Union générale
- Company type: Privately held company
- Industry: Banking and Finance
- Founded: 1875
- Founder: Paul Eugène Bontoux
- Defunct: January 1, 1882

= Union Générale =

French Catholic bank

The General Union (Union générale) was a French Catholic bank founded in Lyon in 1875 by Catholic monarchists and then taken over in 1878 by Paul Eugène Bontoux. It went bankrupt in a resounding manner in 1882, during the stock market crash.

== History ==
In 1878, Paul Eugène Bontoux, former head of department of de Rothschild Frères, general counsel for Hautes-Alpes who had just been invalidated in the legislative elections of 1877 in Gap for vote fraud, former director of railway companies (the Staatsbahn  (de) and the Südbahn) and who in 1874 successfully launched a loan on the public markets for lignite operations in Austria, took over the management of the General Union founded in 1875 in Lyon by a group of Catholic and monarchist bankers and who is in trouble.
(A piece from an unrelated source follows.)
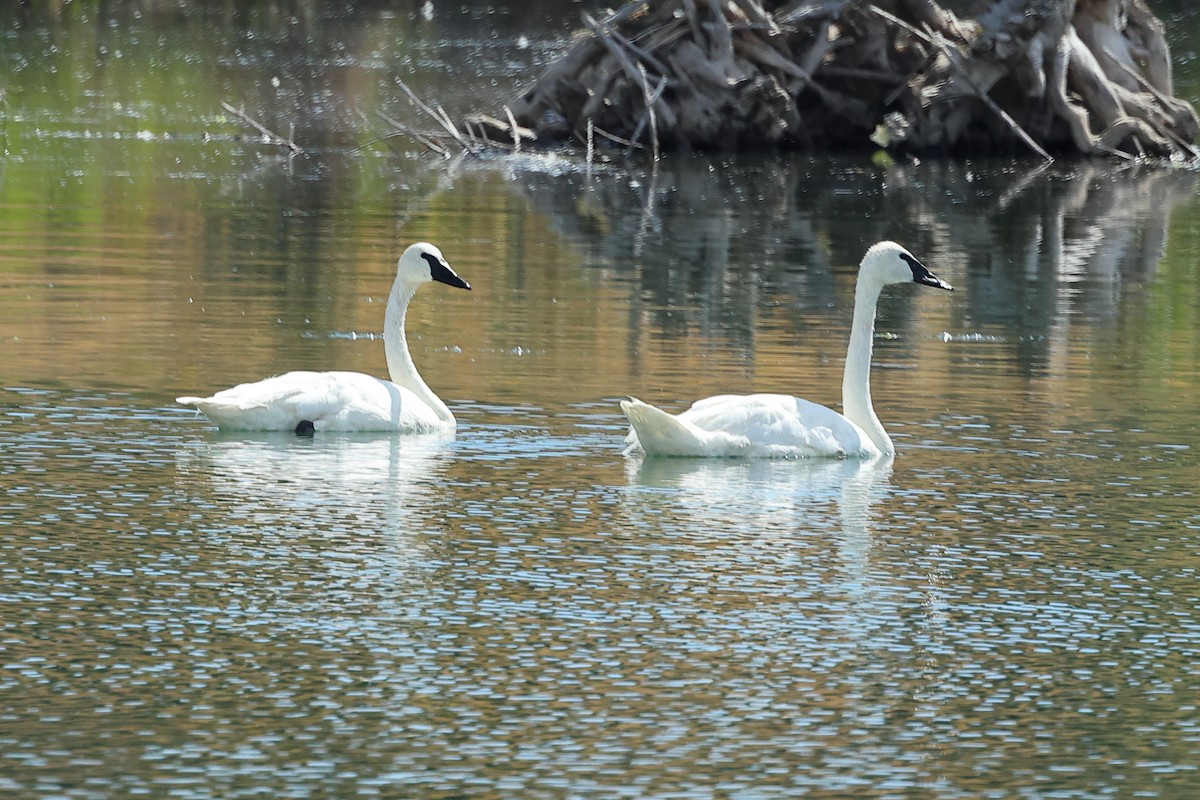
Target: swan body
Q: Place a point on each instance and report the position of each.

The Bank was officially created on June 3, 1878. The initial capital was to be 25 million francs, an amount which was immediately increased to 50 million francs. The bank met with great success in Catholic and Legitimist circles and obtained the support of the Count of Chambord, pretender to the throne of France. The bank grew rapidly by multiplying redemptions and risky investments, particularly in the regions of Central and Danubian Europe. In particular, it financed and built the first railway in Serbia. It acquired insurance companies, created the Lyons Water and Lighting Company and financed operations in North Africa and Egypt with other banks while speculating on the stock market. In January 1882 the company was forced to suspend its payments and eventually collapse. On January 19, 4 billion francs is wasted, a considerable amount at that time. This was the first “big puff” in contemporary financial history.

In 1882, resulting from overcapitalization of securities (the Stock Exchange had more securities than it could receive), poor financial management (buyout by the company of its own shares, etc.) and a struggle between "bears" (notably, Rothschilds) and "bulls", mixing politics, religion and finance, the General Union collapsed. This resulted in the bankruptcy of many stockbrokers near the Lyon Stock Exchange and also had repercussions on the Paris Stock Exchange (Paris Bourse crash of 1882). In January 1882, Bontoux was arrested and spent several months in prison. Feder and Bontoux were sentenced to five years in prison. A small group of major financiers, including Moïse de Camondo, Louis Cahen d'Anvers, Rothschild and the Banque de Paris et des Pays-Bas, organized the rescue of the banks caught in the crisis, by setting up a special fund of 20 million francs.

The crisis of several years which followed mainly affected mines, metallurgy and the building industry, leading to a series of unemployment and violent social conflicts, including in 1884 "the great miners' strike", and in Decazeville. The crash of the Union Générale led to criticism of stock-trading (manoeuvres aimed at manipulating stock prices). It was regarded by his contemporaries as the result of a political struggle between the conservative and legitimist right (Bontoux had made this bank the bank for the conservatives: it notably had many clergymen among its shareholders) and the liberal left.